I didn’t find many of the other characters to be much better towards Mattie as an automaton. I thought that this was another theme within the book – the treatment of the majority towards the minority, or the treatment of those in power toward those who were not. I felt that we’re reading a lot of things through Mattie’s eyes and she is a forgiving character, and sometimes subtleties of the humans around her don’t register but maybe they do to the reader. Most people in power – the mechanics, ignore Mattie. The alchemists are better, but even then they seem to treat her a little lower class. When Mattie makes what seem like friends, I felt a little sad because it didn’t seem that their affections were that deep. Most seemed to need something out of her each time.
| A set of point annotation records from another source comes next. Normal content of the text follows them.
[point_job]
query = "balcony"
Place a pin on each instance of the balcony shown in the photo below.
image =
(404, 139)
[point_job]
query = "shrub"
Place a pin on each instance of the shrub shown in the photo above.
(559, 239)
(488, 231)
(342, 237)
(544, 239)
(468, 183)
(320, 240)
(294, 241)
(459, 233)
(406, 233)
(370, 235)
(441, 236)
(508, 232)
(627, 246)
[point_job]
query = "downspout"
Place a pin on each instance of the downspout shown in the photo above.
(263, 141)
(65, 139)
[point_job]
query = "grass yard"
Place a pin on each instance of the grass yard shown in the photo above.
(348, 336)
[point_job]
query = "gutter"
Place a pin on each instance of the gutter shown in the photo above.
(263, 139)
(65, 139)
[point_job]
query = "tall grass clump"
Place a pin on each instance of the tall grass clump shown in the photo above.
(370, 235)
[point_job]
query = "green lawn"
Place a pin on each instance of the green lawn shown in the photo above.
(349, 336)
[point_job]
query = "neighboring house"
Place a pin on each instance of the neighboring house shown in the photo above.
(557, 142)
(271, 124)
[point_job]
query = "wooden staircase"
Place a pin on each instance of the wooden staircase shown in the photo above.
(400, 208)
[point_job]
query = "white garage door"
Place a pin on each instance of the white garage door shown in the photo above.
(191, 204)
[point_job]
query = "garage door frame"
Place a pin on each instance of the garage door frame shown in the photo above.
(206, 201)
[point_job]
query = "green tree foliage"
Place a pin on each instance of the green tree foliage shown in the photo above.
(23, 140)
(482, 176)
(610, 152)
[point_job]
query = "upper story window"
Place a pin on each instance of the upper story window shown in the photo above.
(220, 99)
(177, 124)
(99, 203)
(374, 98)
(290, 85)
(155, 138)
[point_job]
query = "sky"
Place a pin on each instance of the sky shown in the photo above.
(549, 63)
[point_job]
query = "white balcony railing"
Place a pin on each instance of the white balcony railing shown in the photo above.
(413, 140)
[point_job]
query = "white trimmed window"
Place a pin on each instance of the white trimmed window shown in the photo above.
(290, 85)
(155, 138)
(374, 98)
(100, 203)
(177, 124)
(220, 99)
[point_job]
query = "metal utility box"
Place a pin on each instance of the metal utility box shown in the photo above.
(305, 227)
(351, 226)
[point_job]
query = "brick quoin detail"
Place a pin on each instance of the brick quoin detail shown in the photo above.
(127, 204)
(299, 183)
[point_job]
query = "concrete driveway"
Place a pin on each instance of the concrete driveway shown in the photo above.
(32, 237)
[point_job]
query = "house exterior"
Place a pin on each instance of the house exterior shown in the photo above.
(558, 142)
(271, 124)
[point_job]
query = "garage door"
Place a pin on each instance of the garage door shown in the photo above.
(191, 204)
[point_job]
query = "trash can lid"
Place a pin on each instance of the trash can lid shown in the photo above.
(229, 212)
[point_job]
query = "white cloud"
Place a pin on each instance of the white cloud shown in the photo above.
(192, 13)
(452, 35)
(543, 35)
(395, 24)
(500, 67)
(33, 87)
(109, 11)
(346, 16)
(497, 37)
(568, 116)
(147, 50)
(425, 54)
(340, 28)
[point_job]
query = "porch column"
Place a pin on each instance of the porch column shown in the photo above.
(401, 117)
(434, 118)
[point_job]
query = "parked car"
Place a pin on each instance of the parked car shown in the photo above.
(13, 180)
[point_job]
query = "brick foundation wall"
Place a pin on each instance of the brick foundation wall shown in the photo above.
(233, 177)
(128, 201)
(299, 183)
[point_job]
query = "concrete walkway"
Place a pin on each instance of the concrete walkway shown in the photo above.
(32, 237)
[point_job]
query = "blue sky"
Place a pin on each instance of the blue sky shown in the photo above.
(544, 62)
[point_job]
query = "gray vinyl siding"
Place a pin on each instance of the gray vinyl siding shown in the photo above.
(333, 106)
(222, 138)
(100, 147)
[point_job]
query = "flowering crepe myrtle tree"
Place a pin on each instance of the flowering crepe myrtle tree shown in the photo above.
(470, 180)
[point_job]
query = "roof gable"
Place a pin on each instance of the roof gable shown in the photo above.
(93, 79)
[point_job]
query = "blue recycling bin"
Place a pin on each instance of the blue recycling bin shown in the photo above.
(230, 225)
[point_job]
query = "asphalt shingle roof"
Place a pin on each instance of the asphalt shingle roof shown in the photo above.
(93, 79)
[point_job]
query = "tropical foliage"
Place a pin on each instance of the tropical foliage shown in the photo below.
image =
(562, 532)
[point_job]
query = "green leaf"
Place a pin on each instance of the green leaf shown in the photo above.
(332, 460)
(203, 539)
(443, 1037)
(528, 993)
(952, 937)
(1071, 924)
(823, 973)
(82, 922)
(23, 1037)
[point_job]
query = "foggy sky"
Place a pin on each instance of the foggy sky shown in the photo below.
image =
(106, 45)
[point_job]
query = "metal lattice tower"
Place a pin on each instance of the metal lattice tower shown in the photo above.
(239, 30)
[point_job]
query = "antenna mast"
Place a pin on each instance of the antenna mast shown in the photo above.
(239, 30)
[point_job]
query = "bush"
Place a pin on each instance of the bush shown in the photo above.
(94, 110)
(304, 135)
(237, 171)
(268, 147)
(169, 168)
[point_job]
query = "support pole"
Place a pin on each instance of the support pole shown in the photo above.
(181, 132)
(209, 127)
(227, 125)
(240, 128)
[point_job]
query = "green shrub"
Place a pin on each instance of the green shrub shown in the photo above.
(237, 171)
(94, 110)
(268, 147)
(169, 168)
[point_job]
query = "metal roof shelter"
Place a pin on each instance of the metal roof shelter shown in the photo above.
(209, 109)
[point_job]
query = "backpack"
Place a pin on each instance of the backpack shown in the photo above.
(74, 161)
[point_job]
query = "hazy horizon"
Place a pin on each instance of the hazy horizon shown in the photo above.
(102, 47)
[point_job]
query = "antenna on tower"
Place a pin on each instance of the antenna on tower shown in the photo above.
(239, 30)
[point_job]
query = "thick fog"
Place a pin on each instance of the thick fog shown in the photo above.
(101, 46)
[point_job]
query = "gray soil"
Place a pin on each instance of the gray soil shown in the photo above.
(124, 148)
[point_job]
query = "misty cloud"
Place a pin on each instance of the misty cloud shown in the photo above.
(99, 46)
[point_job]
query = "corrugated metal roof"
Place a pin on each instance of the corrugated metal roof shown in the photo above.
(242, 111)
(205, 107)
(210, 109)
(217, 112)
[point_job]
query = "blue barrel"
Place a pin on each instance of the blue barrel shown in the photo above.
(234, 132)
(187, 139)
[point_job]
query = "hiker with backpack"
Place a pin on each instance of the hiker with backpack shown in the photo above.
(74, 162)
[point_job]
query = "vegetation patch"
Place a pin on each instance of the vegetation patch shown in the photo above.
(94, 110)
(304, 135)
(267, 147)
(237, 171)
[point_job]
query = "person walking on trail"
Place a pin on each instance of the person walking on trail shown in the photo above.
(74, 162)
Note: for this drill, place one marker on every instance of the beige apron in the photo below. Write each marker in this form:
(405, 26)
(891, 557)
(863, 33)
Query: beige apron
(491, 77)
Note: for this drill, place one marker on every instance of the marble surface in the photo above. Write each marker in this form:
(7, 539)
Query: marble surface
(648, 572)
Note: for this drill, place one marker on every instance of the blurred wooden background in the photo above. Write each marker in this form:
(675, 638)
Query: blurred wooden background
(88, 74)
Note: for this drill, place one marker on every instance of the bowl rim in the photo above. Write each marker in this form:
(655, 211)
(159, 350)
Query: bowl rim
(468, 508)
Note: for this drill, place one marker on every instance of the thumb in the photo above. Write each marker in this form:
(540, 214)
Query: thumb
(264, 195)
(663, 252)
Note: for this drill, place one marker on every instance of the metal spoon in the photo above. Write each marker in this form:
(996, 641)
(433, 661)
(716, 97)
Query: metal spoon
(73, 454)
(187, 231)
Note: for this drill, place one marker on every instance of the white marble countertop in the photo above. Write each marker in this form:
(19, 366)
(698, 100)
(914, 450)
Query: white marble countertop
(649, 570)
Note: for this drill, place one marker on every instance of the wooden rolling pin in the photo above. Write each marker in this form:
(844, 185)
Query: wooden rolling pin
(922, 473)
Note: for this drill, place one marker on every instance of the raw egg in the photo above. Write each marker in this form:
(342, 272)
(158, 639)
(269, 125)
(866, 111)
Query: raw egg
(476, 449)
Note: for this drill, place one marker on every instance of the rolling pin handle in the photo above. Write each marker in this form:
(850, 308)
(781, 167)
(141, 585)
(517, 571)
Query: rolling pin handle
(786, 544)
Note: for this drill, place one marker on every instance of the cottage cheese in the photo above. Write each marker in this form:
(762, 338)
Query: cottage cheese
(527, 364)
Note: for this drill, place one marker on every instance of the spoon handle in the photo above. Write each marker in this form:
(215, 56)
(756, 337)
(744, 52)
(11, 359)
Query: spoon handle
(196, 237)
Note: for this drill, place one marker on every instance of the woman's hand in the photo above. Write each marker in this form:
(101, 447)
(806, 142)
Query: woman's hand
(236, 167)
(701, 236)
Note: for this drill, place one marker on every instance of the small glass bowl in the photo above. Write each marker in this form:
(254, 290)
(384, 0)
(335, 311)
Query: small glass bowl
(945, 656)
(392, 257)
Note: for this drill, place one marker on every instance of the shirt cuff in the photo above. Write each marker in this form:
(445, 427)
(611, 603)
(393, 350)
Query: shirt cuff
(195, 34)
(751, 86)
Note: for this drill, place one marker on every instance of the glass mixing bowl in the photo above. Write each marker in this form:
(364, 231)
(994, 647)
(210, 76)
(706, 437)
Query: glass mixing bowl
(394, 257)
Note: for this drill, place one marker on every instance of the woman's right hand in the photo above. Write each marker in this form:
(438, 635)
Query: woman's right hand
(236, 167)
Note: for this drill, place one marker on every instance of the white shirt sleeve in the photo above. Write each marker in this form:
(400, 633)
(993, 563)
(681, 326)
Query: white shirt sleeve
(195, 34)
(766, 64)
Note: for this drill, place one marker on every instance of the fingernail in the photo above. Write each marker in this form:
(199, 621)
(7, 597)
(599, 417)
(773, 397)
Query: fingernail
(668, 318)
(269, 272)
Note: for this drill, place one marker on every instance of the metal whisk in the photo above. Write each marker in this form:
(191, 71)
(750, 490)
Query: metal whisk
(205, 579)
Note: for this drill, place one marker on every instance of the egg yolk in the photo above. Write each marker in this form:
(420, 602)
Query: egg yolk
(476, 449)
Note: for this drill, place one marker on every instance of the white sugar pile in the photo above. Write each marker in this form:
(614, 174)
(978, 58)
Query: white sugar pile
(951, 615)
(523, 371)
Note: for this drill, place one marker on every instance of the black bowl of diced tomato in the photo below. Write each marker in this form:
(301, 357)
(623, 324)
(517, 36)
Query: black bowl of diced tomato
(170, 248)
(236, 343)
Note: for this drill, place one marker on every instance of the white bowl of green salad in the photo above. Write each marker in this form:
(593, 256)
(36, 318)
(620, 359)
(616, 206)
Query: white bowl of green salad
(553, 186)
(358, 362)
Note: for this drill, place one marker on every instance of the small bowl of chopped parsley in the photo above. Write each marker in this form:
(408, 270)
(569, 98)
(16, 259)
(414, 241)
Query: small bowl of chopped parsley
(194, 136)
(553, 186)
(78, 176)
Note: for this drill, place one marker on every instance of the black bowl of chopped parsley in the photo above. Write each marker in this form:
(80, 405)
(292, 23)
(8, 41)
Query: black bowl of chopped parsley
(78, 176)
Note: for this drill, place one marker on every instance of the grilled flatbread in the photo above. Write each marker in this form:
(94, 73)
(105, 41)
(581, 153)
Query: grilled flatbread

The people most isolated, the gargoyles and the Soul Catcher were perhaps the closest Mattie comes to have people genuinely care about her.
This treatment of Mattie extrapolated to the bigger picture represents the clash between the upper class of aristocrats, alchemists and mechanics and the poor miners, farmers and laborers. It also represents the clash between the locals and the immigrant population who are immediately blamed for rebel attacks on the ruling class. It all explodes suddenly when the upper class, in the pursuit of progress, move labor around for more coal and the lower class has no choice in the matter. But I don’t think it’s as simple as the upper class is in the wrong. They believed in their progress and in improving the city, and when there’s rebellion, they just want to keep their lives as they are and fight to keep what they have. There aren’t really easy answers because everyone is trying to protect themselves. Mattie as well. In the course of defending their own interests without acknowledging others leads to betrayals and struggles for control.
Overall: A lovely steampunk fantasy that mixes magic and technology with revolution. The prose is simple and lyrical, but the messages are not. In the end I enjoyed the mental exercise, but it made me a little sad as well. I put it under “well, that took a little bit out of me”. It’s a little more serious fare than I’d usually choose for myself and has no easy conclusions.